I am writing this on Thanksgiving Day, 2020. This week the pandemic primarily impacted Thanksgiving, and how we decided to celebrate the holiday. My husband and I just finished our Thanksgiving dinner for 2. We spent the day preparing it, and really enjoyed ourselves. I must admit, we were pleased with how it turned out. I was also reflecting on last Thanksgiving and how different this year is. Last year we hosted 13 people and 3 dogs. Our house was full of people, dogs and good cheer. We have a video of everyone at the table, busy talking and laughing. It was a truly wonderful and memorable day. This day was memorable, too, in a much smaller and quieter way. I do look forward to celebrating Thanksgiving again with our extended family, especially our children. However, I feel like we made the best of the situation this year, staying safe and keeping others safe, as well. One last note. I really missed my father today. He died 2 months ago. Although we didn't spend Thanksgiving with him since my mother died 7 years ago, I always spoke to him on Thanksgiving and we exchanged cooking tips and how the food came out. He was a really difficult person who could become enraged very quickly. I do not miss that part of him at all. However, when engaged around food and cooking, we could have nice conversations, especially when he was sharing tips with me.
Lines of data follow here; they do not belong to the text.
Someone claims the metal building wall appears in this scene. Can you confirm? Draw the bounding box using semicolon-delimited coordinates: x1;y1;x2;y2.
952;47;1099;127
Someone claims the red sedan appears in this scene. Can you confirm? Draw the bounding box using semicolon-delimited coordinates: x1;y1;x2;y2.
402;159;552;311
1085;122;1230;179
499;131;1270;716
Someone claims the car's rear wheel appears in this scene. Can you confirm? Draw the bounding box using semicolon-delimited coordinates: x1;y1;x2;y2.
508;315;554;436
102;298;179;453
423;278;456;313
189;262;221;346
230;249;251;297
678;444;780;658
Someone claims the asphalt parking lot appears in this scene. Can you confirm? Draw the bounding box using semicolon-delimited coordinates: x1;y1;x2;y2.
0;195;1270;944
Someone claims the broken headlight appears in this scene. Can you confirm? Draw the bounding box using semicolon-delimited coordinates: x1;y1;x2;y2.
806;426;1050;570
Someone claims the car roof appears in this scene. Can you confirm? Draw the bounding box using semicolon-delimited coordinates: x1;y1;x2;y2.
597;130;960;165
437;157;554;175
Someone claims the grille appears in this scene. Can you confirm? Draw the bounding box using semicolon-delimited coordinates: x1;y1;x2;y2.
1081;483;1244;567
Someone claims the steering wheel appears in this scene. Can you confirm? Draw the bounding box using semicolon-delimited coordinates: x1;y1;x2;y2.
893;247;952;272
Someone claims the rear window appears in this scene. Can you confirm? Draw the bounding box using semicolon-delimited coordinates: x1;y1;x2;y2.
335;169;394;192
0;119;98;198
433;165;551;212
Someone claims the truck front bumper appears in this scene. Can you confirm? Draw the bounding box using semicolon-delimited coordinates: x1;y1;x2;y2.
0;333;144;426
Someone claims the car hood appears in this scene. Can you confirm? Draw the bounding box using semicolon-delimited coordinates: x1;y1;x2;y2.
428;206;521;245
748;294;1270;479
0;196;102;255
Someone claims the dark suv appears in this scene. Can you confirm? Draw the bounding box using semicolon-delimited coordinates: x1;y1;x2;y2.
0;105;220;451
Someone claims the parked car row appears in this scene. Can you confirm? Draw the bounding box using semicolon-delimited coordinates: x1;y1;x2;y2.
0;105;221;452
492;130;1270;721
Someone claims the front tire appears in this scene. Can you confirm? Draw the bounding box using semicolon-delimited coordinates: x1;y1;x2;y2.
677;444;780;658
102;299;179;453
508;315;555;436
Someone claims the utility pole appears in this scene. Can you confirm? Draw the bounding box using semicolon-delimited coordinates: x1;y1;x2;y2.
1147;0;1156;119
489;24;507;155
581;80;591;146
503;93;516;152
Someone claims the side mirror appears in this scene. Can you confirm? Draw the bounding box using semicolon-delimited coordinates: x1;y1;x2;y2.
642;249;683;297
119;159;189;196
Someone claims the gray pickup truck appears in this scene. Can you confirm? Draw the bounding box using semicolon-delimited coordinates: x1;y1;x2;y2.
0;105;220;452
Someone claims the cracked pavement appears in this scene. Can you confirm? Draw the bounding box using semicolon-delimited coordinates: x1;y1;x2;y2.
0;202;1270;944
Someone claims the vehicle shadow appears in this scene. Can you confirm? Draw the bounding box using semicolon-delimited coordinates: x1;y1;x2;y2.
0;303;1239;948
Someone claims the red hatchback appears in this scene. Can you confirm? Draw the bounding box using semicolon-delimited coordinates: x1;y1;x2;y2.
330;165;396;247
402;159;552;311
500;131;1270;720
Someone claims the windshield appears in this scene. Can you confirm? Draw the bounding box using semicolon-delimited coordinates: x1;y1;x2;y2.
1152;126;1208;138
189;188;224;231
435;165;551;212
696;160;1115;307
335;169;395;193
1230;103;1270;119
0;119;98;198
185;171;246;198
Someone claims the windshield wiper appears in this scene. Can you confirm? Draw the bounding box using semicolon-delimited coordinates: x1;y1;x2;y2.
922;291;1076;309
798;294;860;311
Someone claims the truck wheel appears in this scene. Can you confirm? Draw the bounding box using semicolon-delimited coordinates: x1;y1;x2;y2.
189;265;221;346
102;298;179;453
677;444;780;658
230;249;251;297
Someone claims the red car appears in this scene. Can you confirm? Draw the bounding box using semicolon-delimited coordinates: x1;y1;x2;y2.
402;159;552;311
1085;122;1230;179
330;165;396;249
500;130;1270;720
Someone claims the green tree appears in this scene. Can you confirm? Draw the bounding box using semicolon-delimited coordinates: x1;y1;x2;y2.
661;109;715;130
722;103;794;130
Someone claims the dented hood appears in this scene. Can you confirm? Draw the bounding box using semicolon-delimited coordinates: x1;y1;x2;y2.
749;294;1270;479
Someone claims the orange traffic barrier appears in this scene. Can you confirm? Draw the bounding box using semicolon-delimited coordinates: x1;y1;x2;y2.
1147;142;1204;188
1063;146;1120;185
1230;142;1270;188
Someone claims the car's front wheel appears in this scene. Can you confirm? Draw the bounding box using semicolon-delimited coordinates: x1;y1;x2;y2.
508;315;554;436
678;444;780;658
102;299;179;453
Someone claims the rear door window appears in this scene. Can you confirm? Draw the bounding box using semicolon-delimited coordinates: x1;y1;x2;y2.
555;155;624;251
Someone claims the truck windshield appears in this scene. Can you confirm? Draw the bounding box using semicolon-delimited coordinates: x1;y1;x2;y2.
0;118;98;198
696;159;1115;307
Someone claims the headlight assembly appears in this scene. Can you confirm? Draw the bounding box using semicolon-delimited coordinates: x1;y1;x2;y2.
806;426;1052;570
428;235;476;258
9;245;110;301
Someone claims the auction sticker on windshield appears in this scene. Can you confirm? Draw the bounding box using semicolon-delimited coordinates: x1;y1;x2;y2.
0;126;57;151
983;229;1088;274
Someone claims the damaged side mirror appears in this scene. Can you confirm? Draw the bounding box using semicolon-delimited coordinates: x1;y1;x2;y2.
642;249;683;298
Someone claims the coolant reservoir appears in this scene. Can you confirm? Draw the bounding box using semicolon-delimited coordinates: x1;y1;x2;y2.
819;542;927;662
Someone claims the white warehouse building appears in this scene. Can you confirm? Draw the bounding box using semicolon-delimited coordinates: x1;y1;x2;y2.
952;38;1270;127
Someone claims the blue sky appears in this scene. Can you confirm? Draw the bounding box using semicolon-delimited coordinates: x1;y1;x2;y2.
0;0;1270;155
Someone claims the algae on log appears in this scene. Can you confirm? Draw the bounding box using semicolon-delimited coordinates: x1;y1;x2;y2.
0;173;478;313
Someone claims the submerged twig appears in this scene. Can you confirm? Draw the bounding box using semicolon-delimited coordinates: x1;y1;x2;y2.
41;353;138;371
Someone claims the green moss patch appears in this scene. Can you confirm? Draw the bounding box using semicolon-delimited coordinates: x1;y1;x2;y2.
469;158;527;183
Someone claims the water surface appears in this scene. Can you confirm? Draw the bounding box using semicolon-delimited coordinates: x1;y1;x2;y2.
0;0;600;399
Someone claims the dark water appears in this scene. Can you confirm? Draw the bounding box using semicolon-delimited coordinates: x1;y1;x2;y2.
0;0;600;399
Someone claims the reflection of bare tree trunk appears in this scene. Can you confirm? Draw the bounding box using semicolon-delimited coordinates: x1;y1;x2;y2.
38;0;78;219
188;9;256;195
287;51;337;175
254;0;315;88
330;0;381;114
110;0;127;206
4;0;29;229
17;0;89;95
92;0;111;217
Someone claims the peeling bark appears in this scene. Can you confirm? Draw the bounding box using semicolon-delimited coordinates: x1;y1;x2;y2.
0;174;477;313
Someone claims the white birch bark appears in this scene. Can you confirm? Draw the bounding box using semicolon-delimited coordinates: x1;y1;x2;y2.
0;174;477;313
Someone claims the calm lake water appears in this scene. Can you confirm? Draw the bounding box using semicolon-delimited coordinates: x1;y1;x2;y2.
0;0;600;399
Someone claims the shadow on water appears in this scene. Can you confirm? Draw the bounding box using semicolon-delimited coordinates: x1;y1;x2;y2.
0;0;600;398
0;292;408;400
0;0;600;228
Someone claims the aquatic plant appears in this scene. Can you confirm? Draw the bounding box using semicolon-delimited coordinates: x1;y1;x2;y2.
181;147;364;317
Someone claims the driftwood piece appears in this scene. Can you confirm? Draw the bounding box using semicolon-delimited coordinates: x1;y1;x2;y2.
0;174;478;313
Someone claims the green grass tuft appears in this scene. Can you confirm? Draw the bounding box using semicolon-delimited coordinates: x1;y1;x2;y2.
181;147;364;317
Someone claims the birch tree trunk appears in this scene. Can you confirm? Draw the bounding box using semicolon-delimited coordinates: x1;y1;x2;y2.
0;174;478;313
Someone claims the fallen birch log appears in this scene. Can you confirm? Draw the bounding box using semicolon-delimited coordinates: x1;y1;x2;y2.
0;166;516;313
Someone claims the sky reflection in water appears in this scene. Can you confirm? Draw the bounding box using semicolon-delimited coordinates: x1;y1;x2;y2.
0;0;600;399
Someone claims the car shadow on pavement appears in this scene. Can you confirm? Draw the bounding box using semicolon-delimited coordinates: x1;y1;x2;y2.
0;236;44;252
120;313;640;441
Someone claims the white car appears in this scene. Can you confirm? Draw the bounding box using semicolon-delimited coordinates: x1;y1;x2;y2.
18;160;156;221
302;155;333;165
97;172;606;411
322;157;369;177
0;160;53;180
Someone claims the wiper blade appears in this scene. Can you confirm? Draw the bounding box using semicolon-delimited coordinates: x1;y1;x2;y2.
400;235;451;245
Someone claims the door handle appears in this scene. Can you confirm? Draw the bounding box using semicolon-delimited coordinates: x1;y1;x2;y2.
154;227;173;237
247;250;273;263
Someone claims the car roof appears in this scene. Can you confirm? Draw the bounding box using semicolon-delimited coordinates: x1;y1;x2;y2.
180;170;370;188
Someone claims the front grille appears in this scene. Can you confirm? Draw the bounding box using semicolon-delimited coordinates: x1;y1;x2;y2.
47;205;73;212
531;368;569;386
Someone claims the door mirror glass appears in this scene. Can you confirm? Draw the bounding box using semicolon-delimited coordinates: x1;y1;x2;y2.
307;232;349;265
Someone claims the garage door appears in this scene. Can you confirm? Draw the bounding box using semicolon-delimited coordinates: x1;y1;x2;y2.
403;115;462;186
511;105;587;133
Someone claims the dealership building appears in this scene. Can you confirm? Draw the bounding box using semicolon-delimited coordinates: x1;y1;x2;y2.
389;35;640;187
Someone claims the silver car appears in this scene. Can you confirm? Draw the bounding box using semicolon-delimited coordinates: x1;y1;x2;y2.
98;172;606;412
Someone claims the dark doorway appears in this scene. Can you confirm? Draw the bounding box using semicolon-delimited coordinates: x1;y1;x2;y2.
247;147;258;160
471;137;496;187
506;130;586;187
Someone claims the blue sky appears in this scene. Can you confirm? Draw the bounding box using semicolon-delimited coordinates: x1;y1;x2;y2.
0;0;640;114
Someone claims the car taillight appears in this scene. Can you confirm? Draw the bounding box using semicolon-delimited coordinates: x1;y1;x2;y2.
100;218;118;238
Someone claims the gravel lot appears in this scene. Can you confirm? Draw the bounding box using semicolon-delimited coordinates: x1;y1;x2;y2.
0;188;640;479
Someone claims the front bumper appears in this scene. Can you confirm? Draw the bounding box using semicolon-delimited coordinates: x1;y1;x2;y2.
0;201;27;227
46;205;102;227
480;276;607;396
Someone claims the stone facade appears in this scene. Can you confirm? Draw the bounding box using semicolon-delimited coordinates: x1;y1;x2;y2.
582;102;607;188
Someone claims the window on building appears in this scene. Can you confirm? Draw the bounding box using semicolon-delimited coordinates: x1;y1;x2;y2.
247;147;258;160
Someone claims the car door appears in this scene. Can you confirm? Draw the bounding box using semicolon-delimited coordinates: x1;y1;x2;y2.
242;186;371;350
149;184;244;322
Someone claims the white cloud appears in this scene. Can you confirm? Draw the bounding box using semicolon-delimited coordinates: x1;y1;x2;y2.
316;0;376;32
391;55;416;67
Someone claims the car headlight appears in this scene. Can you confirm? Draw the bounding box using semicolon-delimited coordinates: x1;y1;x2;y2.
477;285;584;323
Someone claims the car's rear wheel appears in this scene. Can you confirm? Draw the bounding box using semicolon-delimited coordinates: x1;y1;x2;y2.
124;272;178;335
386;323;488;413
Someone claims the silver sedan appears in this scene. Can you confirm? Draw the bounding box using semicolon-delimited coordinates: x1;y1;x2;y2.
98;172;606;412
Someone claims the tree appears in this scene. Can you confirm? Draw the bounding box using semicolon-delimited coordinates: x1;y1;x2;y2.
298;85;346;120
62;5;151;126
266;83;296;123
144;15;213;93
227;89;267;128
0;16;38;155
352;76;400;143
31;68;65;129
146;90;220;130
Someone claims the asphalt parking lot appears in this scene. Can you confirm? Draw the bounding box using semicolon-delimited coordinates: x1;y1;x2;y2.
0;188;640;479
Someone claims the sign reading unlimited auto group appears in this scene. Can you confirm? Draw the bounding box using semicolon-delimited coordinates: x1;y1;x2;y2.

He made the best stuffing ever - pictured above. He always added apples, raisins and nuts. I hadn't had it in a long time but I found the recipe he dictated to me about 1 year after my mother died. I followed his recipe today, and it was almost as good as his It felt like a little bit of his good side was with us today.
November 27, 2020
This week I went to a "Getaway" cabin in Virginia. It was lovely. Just a small cabin with a bed, toilet and tiny kitchenette. I went with two writer friends, and we each had our own cabin so we didn't have to worry about anything covid-related. We hiked together, and then at night built a fire. It was really cold, in the 30s, and the fire felt very healing. Very primal. We toasted marshmallows and chatted late into the night. It was wonderful to be out in nature, breathing clean air. I felt very lucky. Very refreshed. Very fortunate to have good friends in good health. After so much negativity and worry about variants etc. it was lovely to be able to go away for three whole days and NOT THINK ABOUT COVID. Some day it won't be on our minds.